Photon, in Mozilla’s own words, aims to be adaptable, quick, aware, approachable, supportive, and whimsical. Firefox Quantum’s UI ticks all of those boxes.
There’s a greater attention to detail than we’ve seen in earlier versions of Firefox. For example, the nice subtle hover animation on inactive tabs. It all combines to be an enjoyable experience that is happy to fade into the background—which is precisely what a browser should be.
There’s a couple of let-downs. I’m not thrilled that the blank tab has three separate search options: the browser location field, the search field, and the blank page search field. These are minor gripes in an otherwise great product.
There’s no question that Firefox Quantum is going to pick up market share. By this time next year it will have 15% of the market, still less than a third of Chrome’s user-base, but numbers that Opera would kill for.

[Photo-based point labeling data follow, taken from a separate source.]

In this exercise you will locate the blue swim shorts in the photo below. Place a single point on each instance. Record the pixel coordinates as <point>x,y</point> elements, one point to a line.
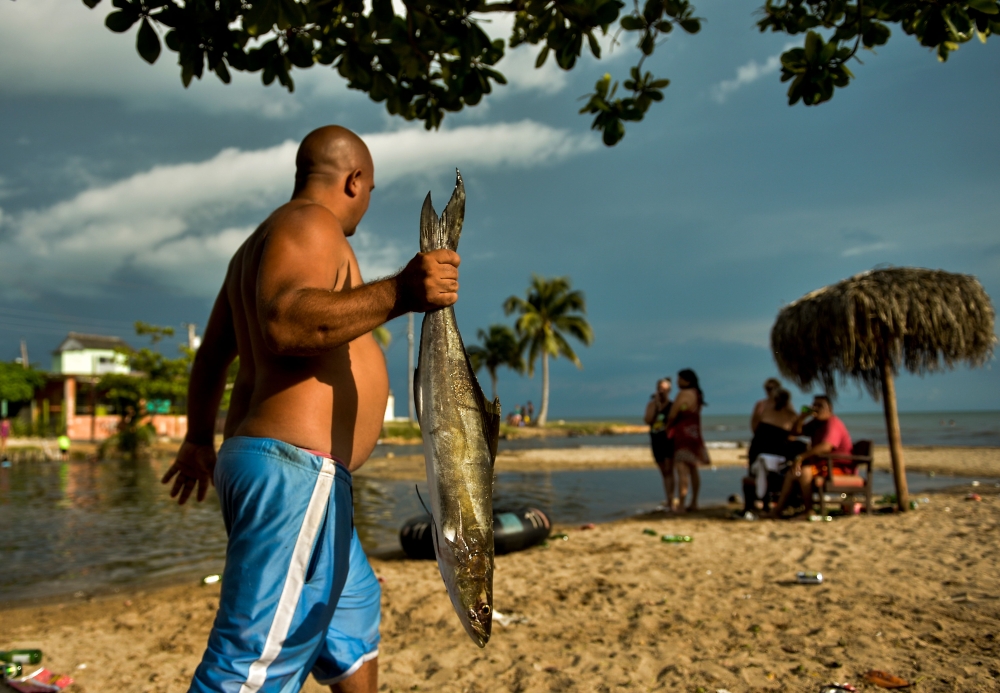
<point>298,593</point>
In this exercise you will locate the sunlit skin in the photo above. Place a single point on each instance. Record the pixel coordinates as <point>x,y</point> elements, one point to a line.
<point>296,311</point>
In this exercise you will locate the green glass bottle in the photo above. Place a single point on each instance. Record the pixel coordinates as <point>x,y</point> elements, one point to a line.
<point>21,656</point>
<point>675,538</point>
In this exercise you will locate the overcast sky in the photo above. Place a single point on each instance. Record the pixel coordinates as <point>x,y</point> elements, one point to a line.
<point>122,196</point>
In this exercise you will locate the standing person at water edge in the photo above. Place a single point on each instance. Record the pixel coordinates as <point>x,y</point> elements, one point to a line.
<point>298,594</point>
<point>657,410</point>
<point>684,430</point>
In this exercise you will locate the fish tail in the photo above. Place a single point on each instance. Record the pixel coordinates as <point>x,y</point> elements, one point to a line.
<point>430,231</point>
<point>454,214</point>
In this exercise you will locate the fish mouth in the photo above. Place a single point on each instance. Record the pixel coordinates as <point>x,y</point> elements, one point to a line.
<point>479,624</point>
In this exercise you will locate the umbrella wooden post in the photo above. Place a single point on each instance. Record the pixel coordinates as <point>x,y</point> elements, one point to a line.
<point>895,440</point>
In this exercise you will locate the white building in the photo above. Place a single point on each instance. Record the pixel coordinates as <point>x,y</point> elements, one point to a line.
<point>90,354</point>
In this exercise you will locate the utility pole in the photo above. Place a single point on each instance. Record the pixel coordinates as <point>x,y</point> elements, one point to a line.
<point>194,341</point>
<point>409,362</point>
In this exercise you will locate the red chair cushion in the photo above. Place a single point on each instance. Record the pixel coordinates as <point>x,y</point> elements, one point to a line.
<point>847,481</point>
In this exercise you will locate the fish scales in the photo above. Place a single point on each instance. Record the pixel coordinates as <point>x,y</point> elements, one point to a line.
<point>460,429</point>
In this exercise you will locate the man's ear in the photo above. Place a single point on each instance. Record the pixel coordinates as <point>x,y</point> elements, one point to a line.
<point>352,183</point>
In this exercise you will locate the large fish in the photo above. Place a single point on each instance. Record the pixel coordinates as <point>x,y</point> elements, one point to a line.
<point>460,431</point>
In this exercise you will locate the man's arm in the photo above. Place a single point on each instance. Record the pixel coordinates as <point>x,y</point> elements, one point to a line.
<point>195,463</point>
<point>306,257</point>
<point>650,411</point>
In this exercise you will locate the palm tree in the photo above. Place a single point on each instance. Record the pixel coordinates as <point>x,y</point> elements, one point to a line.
<point>545,315</point>
<point>383,337</point>
<point>499,347</point>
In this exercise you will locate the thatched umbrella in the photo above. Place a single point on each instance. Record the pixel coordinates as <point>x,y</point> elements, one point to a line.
<point>869,326</point>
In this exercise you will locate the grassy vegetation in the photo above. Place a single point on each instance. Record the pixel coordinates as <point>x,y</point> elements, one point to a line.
<point>407,432</point>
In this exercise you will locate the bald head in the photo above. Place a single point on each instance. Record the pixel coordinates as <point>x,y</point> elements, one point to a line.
<point>330,152</point>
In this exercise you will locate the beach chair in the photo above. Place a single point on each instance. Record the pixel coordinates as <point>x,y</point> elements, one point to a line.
<point>848,481</point>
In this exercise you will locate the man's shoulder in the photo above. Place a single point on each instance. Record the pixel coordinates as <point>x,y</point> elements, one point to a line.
<point>304,219</point>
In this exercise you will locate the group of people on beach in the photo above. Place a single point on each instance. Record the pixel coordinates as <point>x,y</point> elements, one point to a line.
<point>780,463</point>
<point>777,457</point>
<point>675,435</point>
<point>521,416</point>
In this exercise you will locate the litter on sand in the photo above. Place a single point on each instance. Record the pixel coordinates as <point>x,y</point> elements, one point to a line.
<point>884,680</point>
<point>40,681</point>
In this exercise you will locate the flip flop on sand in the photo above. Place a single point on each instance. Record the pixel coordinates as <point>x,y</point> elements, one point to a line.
<point>884,680</point>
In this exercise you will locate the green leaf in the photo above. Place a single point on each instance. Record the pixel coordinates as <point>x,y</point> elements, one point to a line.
<point>985,6</point>
<point>542,57</point>
<point>595,47</point>
<point>692,26</point>
<point>147,42</point>
<point>121,21</point>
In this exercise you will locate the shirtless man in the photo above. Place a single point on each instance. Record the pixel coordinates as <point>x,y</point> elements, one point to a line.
<point>298,594</point>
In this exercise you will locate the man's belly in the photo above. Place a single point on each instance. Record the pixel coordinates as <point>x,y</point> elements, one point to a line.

By any reasonable criteria Firefox Quantum is the best browser currently available
I switched to Firefox Quantum out of curiosity, fully expecting to switch back to Chrome in a few days; Chrome is now gone from my dock, and Firefox is set as my default browser.
Admittedly Firefox Quantum has some extension compatibility issues, but that’s the case for any new browser and developers are already catching up. And I felt an unexpected pang of remorse when I finally bit the bullet and removed Firebug.
By any reasonable criteria Firefox Quantum is the best browser currently available. Whether it remains so depends on the competition, and future Firefox enhancements—all indications are that Mozilla are determined to keep pushing the envelope.
Firefox Quantum is a fast, resource-friendly, intelligently designed product. Browsing in Firefox is simply a more enjoyable experience, what more could you ask?